Prasai is not a saint. He was wanted by the police before he was wanted by the YCL. A former chairman of the Nepal Cottage and Small Industries Development Bank (CSIDB), Prasai had been issued an arrest warrant nearly a year ago on charges of extending loans with the intention of fraud, causing a loss of Rs 280 million to the bank. What Prasai has been accused of is a grave financial crime by any standard. And this is why the Nepal Rastra Bank, the country’s central bank, had asked the police to arrest Prasai. However, our police department surprisingly could not find him for over 10 months although he was regularly attending office, public programmes at the country’s only international airport amid VIP security and throwing lavish parties attended by top politicians, parliamentarians, ministers in the current government and security chiefs (UML General Secretary Madhav Kumar Nepal, Minister for Peace and Reconciliation Ram Chandra Paudel and Armed Police Force Chief Basudev Oli were among the high-profile invitees to Prasai’s son’s wedding party).

Yet Prasai was successfully avoiding arrest, mocking the politicians' routine pledge to uphold the rule of law. His arrest did not take place until he was abducted from his bank’s office and handed over to the police by the YCL the next day in early June.

Why the police could not find Prasai for all these months became clear to everybody the day he was handed over to the Kathmandu District Police Office. Prasai’s arrest saga had clearly caused very visible discomfort to PM Koirala. “I will not spare anyone involved in such activities,” a visibly annoyed and irate Koirala was seen saying on the national television screens later in the evening, while pushing the mikes away after being asked to comment on the arrest of Prasai, who also happens to be a relative of the powerful Koirala clan (Prasai’s daughter is married to the grandson of PM Koirala’s elder brother late Matrika Prasad Koirala).

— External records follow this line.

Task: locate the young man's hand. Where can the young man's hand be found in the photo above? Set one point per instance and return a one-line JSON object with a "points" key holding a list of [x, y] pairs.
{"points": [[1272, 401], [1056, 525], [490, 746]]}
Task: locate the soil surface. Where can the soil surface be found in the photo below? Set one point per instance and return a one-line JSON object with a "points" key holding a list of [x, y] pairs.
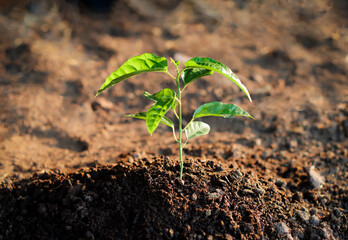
{"points": [[73, 167]]}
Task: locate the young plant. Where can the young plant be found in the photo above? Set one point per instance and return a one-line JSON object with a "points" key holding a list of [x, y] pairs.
{"points": [[168, 99]]}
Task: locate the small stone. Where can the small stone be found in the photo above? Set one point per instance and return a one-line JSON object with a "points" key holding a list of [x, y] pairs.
{"points": [[214, 195], [228, 237], [280, 183], [208, 212], [315, 178], [327, 233], [293, 144], [194, 197], [337, 212], [171, 233], [302, 215], [237, 175], [314, 220], [283, 230], [258, 142], [247, 192], [88, 198], [259, 190], [89, 235], [68, 228]]}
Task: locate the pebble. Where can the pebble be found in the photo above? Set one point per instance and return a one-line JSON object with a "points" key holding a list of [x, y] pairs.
{"points": [[194, 197], [259, 190], [315, 178], [258, 142], [280, 183], [89, 235], [293, 143], [214, 195], [283, 230], [314, 220], [171, 233], [302, 215], [208, 212], [228, 237]]}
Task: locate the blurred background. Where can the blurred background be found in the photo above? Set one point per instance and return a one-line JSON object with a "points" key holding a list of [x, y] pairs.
{"points": [[291, 55]]}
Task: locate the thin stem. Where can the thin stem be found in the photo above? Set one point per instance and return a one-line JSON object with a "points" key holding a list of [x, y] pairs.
{"points": [[180, 125], [176, 114], [174, 134], [169, 74], [188, 124]]}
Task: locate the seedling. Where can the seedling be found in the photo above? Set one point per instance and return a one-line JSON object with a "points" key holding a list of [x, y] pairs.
{"points": [[168, 99]]}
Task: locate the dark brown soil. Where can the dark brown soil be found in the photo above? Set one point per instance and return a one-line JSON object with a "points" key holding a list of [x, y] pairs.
{"points": [[73, 167]]}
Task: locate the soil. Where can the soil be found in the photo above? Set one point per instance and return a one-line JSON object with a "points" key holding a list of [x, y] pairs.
{"points": [[73, 167]]}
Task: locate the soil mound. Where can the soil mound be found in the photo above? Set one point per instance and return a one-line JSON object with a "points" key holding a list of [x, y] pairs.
{"points": [[146, 200]]}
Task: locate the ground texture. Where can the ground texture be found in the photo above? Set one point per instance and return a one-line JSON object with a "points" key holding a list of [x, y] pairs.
{"points": [[73, 167]]}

Koirala’s remarks were astonishing, perhaps even shocking. Not necessarily, however, because they were untrue. PM Koirala, who is also the acting head of state, did not see the YCL criminals when they were attacking the meetings and gatherings of other parties, storming girls’ campuses in the heart of the capital city and ruthlessly beating students affiliated to other parties. Nor did he see their crime when they were abducting, extorting and torturing businessmen, torching private and public vehicles, storming and vandalizing government offices and thrashing chief district officers. But the day the YCL handed over to the police a person wanted by the state on corruption charges was the day when Koirala first dubbed them as criminals.

Political re-adjustment alone is not going to create a new Nepal. No Way. The dream of a new Nepal will not be possible until our politicians, behind the curtain, keep hobnobbing with people like Prasai at their parties and try to protect them while making hollow speeches full of long rhetoric about curbing corruption. Maybe Prasai’s abduction and eventual handover to the police was a case of politically-driven vigilantism but here it’s the state itself to be blamed since it provided the excuse for this drama to take place. And as the head of the government and acting head of state, Koirala should take the responsibility for this.

Prasai is finally behind bars now. But a few like him are still not. Businessman and owner of Shree Distillery, Mathura Prasad Maskey is one of them. An arrest warrant was issued against Maskey for evading government taxes worth hundreds of millions of rupees more than two years ago. But he is still free, openly running his other enterprises in Kathmandu. His arrest, by the police, will show whether the government has learnt from the Prasai saga- not to turn a blind eye. Or is it waiting for the YCL again?